The first example deals directly with a problem in the .split function. The second one just lets the exception handler deal with it (and ignores the problem).

They argue in the book to use exception handling instead of checking first. The argument is that the exception code will catch all errors, where checking first will only catch the things you think about (and you miss the corner cases). I have been taught to check first, so my intial instinct was to do that, but their idea is interesting. I had never thought of using the exception handling to deal with cases.

Which of the two is the generally considered the better practice?

Deduplicator
  • 9,209
jmq
  • 6,108

9 Answers9

82

In Python in particular, it is usually considered better practice to catch the exception. It tends to get called Easier to Ask for Forgiveness than Permission (EAFP), compared to Look Before You Leap (LBYL). There are cases where LBYL will give you subtle bugs in some cases.

However, do be careful of bare except: statements as well as overbroad except statements, since they can both also mask bugs - something like this would be better:

for eachLine in open("../../data/sketch.txt"):
    try:
        role, lineSpoken = eachLine.split(":",1)
    except ValueError:
        pass
    else:
        print("role=%(role)s lineSpoken=%(lineSpoken)s" % locals())
lvc
  • 1,016
  • 6
  • 3
75

In .NET, it is common practice to avoid the overuse of Exceptions. One argument is performance: in .NET, throwing an exception is computationally expensive.

Another reason to avoid their overuse is that it can be very difficult to read code that relies too much on them. Joel Spolsky's blog entry does a good job of describing the issue.

At the heart of the argument is the following quote:

The reasoning is that I consider exceptions to be no better than "goto's", considered harmful since the 1960s, in that they create an abrupt jump from one point of code to another. In fact they are significantly worse than goto's:

1. They are invisible in the source code. Looking at a block of code, including functions which may or may not throw exceptions, there is no way to see which exceptions might be thrown and from where. This means that even careful code inspection doesn't reveal potential bugs.

2. They create too many possible exit points for a function.

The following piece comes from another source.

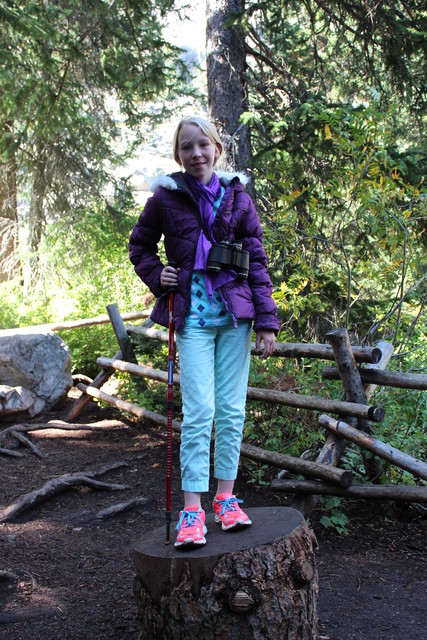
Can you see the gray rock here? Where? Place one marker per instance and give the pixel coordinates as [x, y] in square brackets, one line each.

To write correct code, you really have to think about every possible code path through your function. Every time you call a function that can raise an exception and don't catch it on the spot, you create opportunities for surprise bugs caused by functions that terminated abruptly, leaving data in an inconsistent state, or other code paths that you didn't think about.

Personally, I throw exceptions when my code can't do what it is contracted to do. I tend to use try/catch when I'm about to deal with something outside of my process boundary, for instance a SOAP call, a database call, file IO, or a system call. Otherwise, I attempt to code defensively. It's not a hard and fast rule, but it is a general practice.

Scott Hanselman also writes about exceptions in .NET here. In this article he describes several rules of thumb regarding exceptions. My favourite?

You shouldn't throw exceptions for things that happen all the time. Then they'd be "ordinaries".

Kyle
  • 2,793
30

A Pragmatic Approach

You should be defensive but to a point. You should write exception handling but to a point. I'm going to use web programming as an example because this is where I live.

  1. Assume all user input is bad and write defensively only to the point of data type verification, pattern checks, and malicious injection. Defensive programming should be things that can potentially happen very often that you cannot control.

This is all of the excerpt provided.